Books/RAG Essentials/Vector Databases Explained

    Vector Databases Explained

    Vector Databases Explained

    You have embeddings — arrays of numbers representing your text. Now you need somewhere to store them and search through them fast. A regular database is not built for this. You need a vector database.

    What Is a Vector Database?

    A vector database is a database designed specifically to store, index, and search high-dimensional vectors. When you run a query, it finds the vectors most similar to your query vector using algorithms optimized for this purpose.

    Think of it this way:

    Regular DatabaseVector Database
    Stores rows and columnsStores vectors (arrays of numbers)
    Searches by exact match or rangeSearches by similarity
    SQL: WHERE name = 'Alice'"Find the 5 vectors closest to this one"
    Indexes: B-tree, hashIndexes: HNSW, IVF, PQ

    How Vector Search Works

    When you store a document in a vector database, you store its embedding vector alongside metadata (the original text, source, etc.). When you search:

    1. Your query text is converted to a vector
    2. The database finds the K nearest vectors (K-Nearest Neighbors)
    3. It returns the associated documents
    Query: "How do I reset my password?" → [0.021, -0.134, 0.891, ...]
                                                  │
                                                  ▼
                                        ┌─────────────────┐
                                        │  Vector Database │
                                        │                 │
                                        │  📄 [0.019, ...]  ← "Go to Settings > Security..."  ✅ closest
                                        │  📄 [-0.52, ...]  ← "Business hours are..."
                                        │  📄 [0.331, ...]  ← "Refund policy allows..."
                                        │  📄 [0.025, ...]  ← "To change credentials..."    ✅ 2nd closest
                                        └─────────────────┘
    

    The database uses specialized indexing algorithms (like HNSW — Hierarchical Navigable Small World) to search millions of vectors in milliseconds without comparing every single one.

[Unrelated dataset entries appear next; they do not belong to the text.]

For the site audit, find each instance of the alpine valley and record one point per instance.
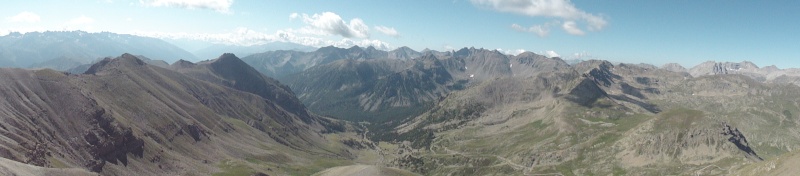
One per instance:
(365, 111)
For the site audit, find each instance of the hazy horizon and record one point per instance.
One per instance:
(657, 33)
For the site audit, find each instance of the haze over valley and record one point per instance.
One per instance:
(487, 87)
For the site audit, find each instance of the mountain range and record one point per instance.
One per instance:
(360, 110)
(478, 112)
(64, 49)
(124, 116)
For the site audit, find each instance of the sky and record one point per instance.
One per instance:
(687, 32)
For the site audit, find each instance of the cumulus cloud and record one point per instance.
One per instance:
(25, 17)
(551, 53)
(390, 31)
(329, 23)
(222, 6)
(541, 30)
(561, 9)
(82, 20)
(511, 52)
(572, 28)
(247, 37)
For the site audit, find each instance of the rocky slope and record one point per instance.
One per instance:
(126, 117)
(601, 118)
(767, 74)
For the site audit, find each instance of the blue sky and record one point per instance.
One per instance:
(655, 32)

    Popular Vector Databases

    Pinecone — Managed Cloud Vector DB

    Fully managed, no infrastructure to handle. Great for getting started quickly.

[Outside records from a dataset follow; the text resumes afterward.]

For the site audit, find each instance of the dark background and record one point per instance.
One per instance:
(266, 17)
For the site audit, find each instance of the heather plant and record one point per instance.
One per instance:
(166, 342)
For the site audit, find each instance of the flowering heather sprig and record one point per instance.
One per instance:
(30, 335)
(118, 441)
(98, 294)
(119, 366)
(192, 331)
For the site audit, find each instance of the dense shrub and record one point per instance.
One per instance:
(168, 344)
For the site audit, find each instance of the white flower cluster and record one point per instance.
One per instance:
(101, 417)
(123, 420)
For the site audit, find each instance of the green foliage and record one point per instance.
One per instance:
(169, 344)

    from pinecone import Pinecone
    
    pc = Pinecone(api_key="your-api-key")
    
    # Create an index
    pc.create_index(
        name="my-knowledge-base",
        dimension=1536,           # Must match your embedding model
        metric="cosine",
        spec=ServerlessSpec(cloud="aws", region="us-east-1")
    )
    
    index = pc.Index("my-knowledge-base")
    
    # Upsert vectors (store)
    index.upsert(vectors=[
        {
            "id": "doc-1",
            "values": [0.021, -0.134, 0.891, ...],    # 1536-dim vector
            "metadata": {
                "text": "To reset your password, go to Settings...",
                "source": "help-center",
                "category": "account"
            }
        },
        # ... more vectors
    ])
    
    # Query (search)
    results = index.query(
        vector=[0.019, -0.128, 0.887, ...],   # query embedding
        top_k=5,
        include_metadata=True
    )
    
    for match in results.matches:
        print(f"Score: {match.score:.3f}{match.metadata['text']}")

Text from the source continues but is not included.